CARE Ratings is India’s second-largest credit rating firm in terms of ratings income for FY12. CARE’s total income and profit after tax CAGR during FY08-12 were 41% and 44.3%, respectively. RoE was 30.7% in FY12, and we see it in the high 20s for the next three years.
The key drivers for the CARE’s Revenues are – 1) India’s macroeconomic growth, 2) CARE’s expansion into other markets like CRISIL ventured into rating Real Estate Builders, 3) its advances into new market segments such as small & medium enterprises (SMEs) and 4) India’s relatively under-penetrated bond markets.

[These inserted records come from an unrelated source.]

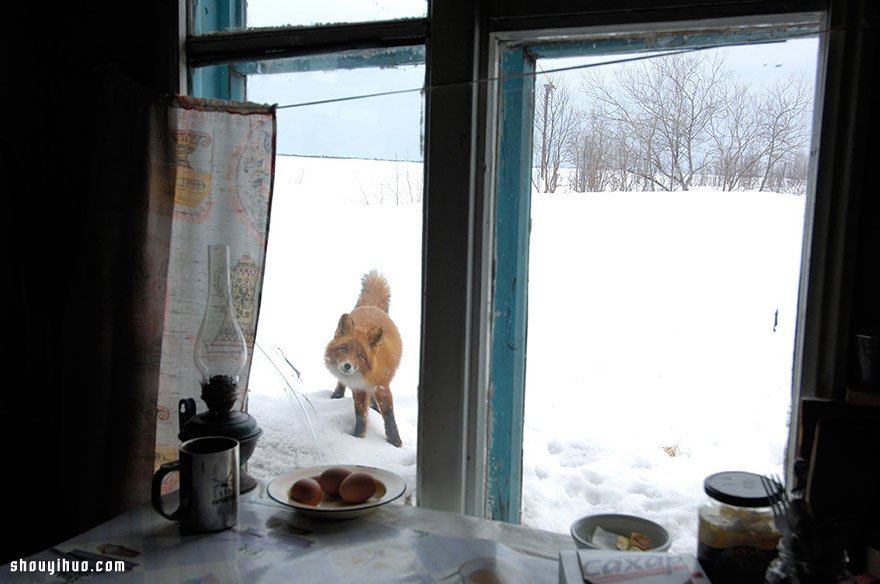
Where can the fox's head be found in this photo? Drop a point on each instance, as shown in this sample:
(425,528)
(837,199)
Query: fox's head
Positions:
(351,353)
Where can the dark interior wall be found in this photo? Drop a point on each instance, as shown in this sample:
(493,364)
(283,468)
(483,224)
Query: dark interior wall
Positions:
(55,65)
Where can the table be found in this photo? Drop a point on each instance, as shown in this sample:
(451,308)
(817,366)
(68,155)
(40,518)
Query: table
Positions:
(274,543)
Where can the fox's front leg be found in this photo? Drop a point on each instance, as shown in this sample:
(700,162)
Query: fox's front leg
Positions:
(361,403)
(386,408)
(339,391)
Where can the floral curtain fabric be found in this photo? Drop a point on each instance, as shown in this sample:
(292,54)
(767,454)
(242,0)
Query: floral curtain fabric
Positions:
(220,157)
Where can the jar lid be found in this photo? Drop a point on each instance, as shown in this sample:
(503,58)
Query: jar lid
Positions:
(743,489)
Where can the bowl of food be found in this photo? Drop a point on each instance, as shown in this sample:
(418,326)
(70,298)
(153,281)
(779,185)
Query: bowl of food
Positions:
(614,531)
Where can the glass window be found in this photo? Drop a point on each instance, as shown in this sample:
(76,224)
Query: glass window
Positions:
(215,17)
(666,208)
(347,200)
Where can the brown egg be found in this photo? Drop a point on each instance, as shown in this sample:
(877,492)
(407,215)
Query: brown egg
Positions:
(306,491)
(331,478)
(357,487)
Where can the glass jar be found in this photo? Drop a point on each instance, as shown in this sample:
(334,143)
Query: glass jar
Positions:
(737,539)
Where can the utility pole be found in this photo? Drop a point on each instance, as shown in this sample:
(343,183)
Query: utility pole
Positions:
(545,162)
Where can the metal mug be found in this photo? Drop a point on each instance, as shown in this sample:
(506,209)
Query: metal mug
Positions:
(209,484)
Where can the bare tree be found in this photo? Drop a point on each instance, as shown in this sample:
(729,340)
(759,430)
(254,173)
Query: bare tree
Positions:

CARE’s highly cost effective business model, incremental revenue from surveillance fees and increased contribution from debt instruments / bank loans should drive earnings. Expect 16/20% revenue growth in FY14/15, led by incremental growth in the SME sector and bank loans. Currently, SMEs constitute only 6-7% of the firm’s portfolio, but are expected to account for 15% by FY15
The stock currently trades at 20x FY13E P/E. CARE is expected to report an EPS of Rs 47 and Rs 57 for FY 14 and FY 15 respectively. We can value it easily at 22x FY14E earnings, which gives a Target Price of Rs1,050. The target multiple is at a discount to listed peers given the risks of CARE being a pure ratings name.